The sunk cost fallacy and software
The sunk cost fallacy. The burdensome tendency to stick with something because you’ve invested too much not to.
Sound familiar? You’ve probably stomached an unsavoury meal just because you’ve paid £10 – or maybe you’ve even finished studying a course you no longer want to pursue as you’ve already invested blood, sweat and tears.
In hindsight, focusing on unrecoverable costs rather than the better decision seems irrational. However, that’s exactly how many businesses look at their expenditure; passing up the opportunity to do things better – and likely saving money as a result – because they’ve put so much into it already.
As a software provider, we see this time and time again. When the cracks start to show, many businesses will throw even more money at their software with custom updates and workarounds, rather than acknowledging it’s simply unfit for purpose.

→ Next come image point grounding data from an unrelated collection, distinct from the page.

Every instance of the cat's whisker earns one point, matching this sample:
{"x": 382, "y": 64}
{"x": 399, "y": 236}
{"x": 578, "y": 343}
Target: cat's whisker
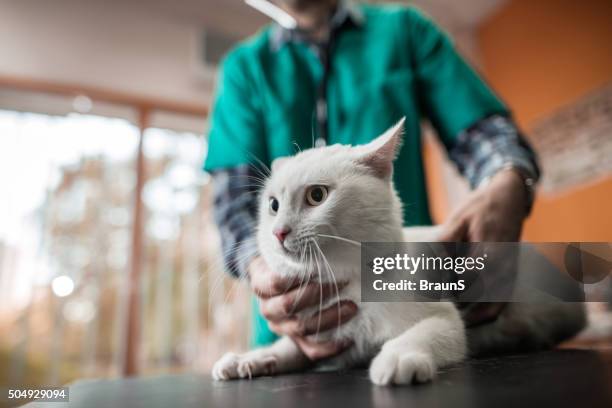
{"x": 335, "y": 282}
{"x": 350, "y": 241}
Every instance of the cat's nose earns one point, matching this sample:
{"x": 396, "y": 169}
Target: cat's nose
{"x": 281, "y": 233}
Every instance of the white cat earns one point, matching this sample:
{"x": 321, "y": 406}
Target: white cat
{"x": 309, "y": 201}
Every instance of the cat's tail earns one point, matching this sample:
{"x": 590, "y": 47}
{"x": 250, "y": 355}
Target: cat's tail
{"x": 524, "y": 327}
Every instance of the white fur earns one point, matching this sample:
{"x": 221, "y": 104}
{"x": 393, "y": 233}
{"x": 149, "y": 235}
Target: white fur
{"x": 405, "y": 342}
{"x": 409, "y": 341}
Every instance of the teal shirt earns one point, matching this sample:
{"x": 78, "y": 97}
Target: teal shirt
{"x": 395, "y": 63}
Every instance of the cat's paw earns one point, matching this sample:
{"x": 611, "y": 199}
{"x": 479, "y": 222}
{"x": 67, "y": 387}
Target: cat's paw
{"x": 247, "y": 365}
{"x": 393, "y": 367}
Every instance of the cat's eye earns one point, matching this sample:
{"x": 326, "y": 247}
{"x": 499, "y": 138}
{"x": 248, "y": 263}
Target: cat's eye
{"x": 315, "y": 195}
{"x": 273, "y": 204}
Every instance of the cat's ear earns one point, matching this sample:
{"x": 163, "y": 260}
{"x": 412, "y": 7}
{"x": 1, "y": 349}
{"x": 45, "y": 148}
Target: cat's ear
{"x": 379, "y": 154}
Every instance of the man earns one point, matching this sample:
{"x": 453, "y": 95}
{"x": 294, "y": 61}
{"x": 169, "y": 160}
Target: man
{"x": 343, "y": 76}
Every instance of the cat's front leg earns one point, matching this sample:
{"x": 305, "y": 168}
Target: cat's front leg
{"x": 281, "y": 357}
{"x": 416, "y": 355}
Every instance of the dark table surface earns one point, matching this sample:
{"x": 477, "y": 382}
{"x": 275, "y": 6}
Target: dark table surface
{"x": 559, "y": 378}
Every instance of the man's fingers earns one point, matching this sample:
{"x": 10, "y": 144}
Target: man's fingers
{"x": 329, "y": 318}
{"x": 267, "y": 284}
{"x": 317, "y": 351}
{"x": 283, "y": 306}
{"x": 454, "y": 230}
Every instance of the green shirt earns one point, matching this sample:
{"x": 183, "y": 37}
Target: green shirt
{"x": 395, "y": 63}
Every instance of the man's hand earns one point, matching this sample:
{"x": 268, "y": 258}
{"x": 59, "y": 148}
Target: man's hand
{"x": 494, "y": 213}
{"x": 280, "y": 299}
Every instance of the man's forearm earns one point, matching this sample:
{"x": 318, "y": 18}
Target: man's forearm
{"x": 235, "y": 212}
{"x": 490, "y": 146}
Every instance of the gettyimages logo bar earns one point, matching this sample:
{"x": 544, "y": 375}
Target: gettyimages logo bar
{"x": 486, "y": 272}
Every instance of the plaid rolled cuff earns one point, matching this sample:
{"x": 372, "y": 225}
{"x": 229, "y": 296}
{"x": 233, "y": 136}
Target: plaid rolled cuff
{"x": 491, "y": 145}
{"x": 235, "y": 212}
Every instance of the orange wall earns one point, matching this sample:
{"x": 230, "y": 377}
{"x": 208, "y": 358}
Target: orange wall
{"x": 539, "y": 56}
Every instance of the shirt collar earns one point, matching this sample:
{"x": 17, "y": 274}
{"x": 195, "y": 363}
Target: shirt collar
{"x": 346, "y": 13}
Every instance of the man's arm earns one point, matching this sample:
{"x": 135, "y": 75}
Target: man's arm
{"x": 492, "y": 145}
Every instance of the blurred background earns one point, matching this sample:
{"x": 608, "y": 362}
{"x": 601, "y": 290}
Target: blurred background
{"x": 109, "y": 260}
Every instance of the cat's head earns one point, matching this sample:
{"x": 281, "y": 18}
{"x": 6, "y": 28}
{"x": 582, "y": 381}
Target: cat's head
{"x": 341, "y": 191}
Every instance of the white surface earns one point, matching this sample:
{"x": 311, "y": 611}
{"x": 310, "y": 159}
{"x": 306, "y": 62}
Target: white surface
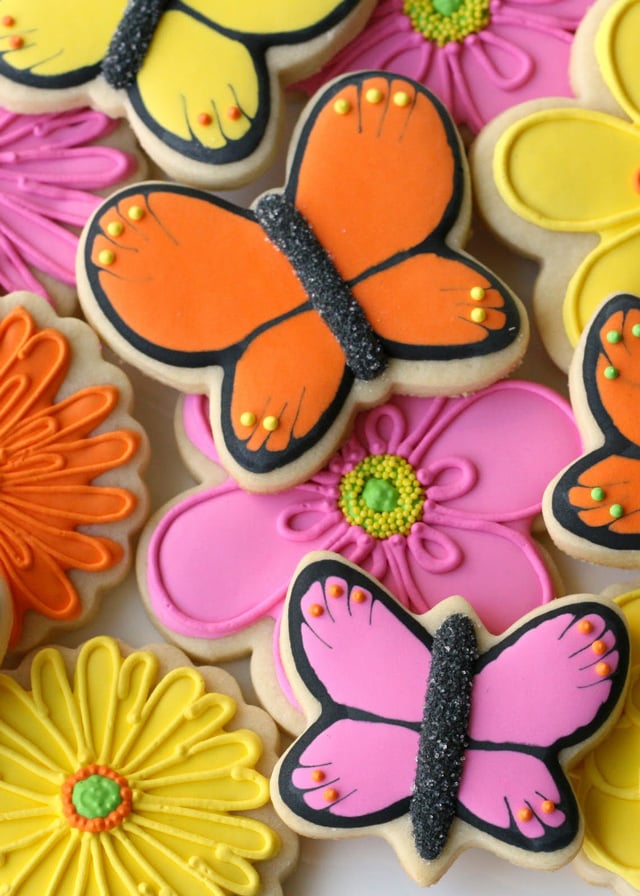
{"x": 363, "y": 866}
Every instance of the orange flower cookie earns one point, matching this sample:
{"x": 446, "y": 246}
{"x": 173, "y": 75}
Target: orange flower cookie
{"x": 127, "y": 772}
{"x": 70, "y": 465}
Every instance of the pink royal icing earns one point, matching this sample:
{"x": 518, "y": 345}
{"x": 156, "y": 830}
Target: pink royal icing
{"x": 49, "y": 171}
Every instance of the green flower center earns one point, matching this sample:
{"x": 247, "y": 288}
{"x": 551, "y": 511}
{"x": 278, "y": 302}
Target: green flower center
{"x": 445, "y": 21}
{"x": 96, "y": 796}
{"x": 382, "y": 495}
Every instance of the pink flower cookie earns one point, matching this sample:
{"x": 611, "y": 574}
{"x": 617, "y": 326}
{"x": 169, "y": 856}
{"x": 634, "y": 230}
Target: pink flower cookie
{"x": 479, "y": 56}
{"x": 433, "y": 496}
{"x": 53, "y": 169}
{"x": 433, "y": 734}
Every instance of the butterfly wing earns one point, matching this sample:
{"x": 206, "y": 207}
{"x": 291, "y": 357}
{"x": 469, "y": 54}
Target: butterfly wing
{"x": 594, "y": 502}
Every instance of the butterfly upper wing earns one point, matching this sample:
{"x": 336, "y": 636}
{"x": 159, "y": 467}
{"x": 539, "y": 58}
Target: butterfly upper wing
{"x": 594, "y": 502}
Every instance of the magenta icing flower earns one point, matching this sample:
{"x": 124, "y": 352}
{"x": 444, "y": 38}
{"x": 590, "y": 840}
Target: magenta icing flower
{"x": 49, "y": 170}
{"x": 432, "y": 496}
{"x": 479, "y": 56}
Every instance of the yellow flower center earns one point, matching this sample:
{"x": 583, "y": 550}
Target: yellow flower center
{"x": 446, "y": 21}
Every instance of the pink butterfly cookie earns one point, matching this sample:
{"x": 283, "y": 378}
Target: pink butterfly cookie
{"x": 481, "y": 759}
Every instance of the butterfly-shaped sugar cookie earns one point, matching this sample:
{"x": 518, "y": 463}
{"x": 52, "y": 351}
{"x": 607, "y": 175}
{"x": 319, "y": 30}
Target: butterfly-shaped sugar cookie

Let’s dive into this and consider the alternative.
Sunk cost in software
In economics, a sunk cost is money that has already been spent and cannot be recovered in future. The sunk cost fallacy is when we make an investment and follow it through even if doing so doesn’t bring the best gain. In other words, it’s “throwing good money after bad”.
So, in terms of software, the sunk cost fallacy is at play when a business acknowledges a solution isn’t ideal, but sticks with it because they’ve already spent time and resources on implementing it. In reality, continuing to plug money into an underperforming solution continues the cycle of discontent and delays growth.
Sunk costs include all unrecoverable investments made, including:
- The software
- Onboarding and ongoing support
- Custom updates
- Add-ons / workarounds
The longer you stick with a solution, the more money is thrown at it – all of which is unrecoverable. This is why we often see businesses reluctant to move on and invest in implementing new software.
However, switching to an optimised solution can increase your business’s efficiency and save money in the long term. This is especially true if your current solution is on-premise, as this requires ongoing maintenance (i.e. sunk costs) compared to cloud software that has flexible contracts and fewer associated fees.
It’s essential to consider your opportunity cost – the potential gain of moving to a new optimised solution – and factor it into your decision making, which could make those sunk costs appear insignificant.
On the flip side, we have prospective costs – the opposite of sunk costs. These are future costs that can be controlled, unlike ones that have already been incurred.
The economic theory posits that considering this is the only way to make a rational decision. Taking this approach means you can think logically in terms of what can be gained moving forwards. Regardless of which route you take, any unrecoverable money will still have been spent, so there comes a point where you’ll need to cut your losses.
If a new software product will help lower your monthly bills and increase productivity, therefore saving billable time, your prospective costs will be lower.
Biting the bullet
Acknowledging that you’ve invested a fair whack in a software product is one thing, but sticking with it to justify that is another. The sooner you switch solutions, the sooner you can start streamlining the way you work.
Several other factors can deter businesses from switching, including onboarding commitments and fear of making the wrong choice. However, with careful consideration and preparation, you’ll be able to find a software partner that takes the weight off your shoulders.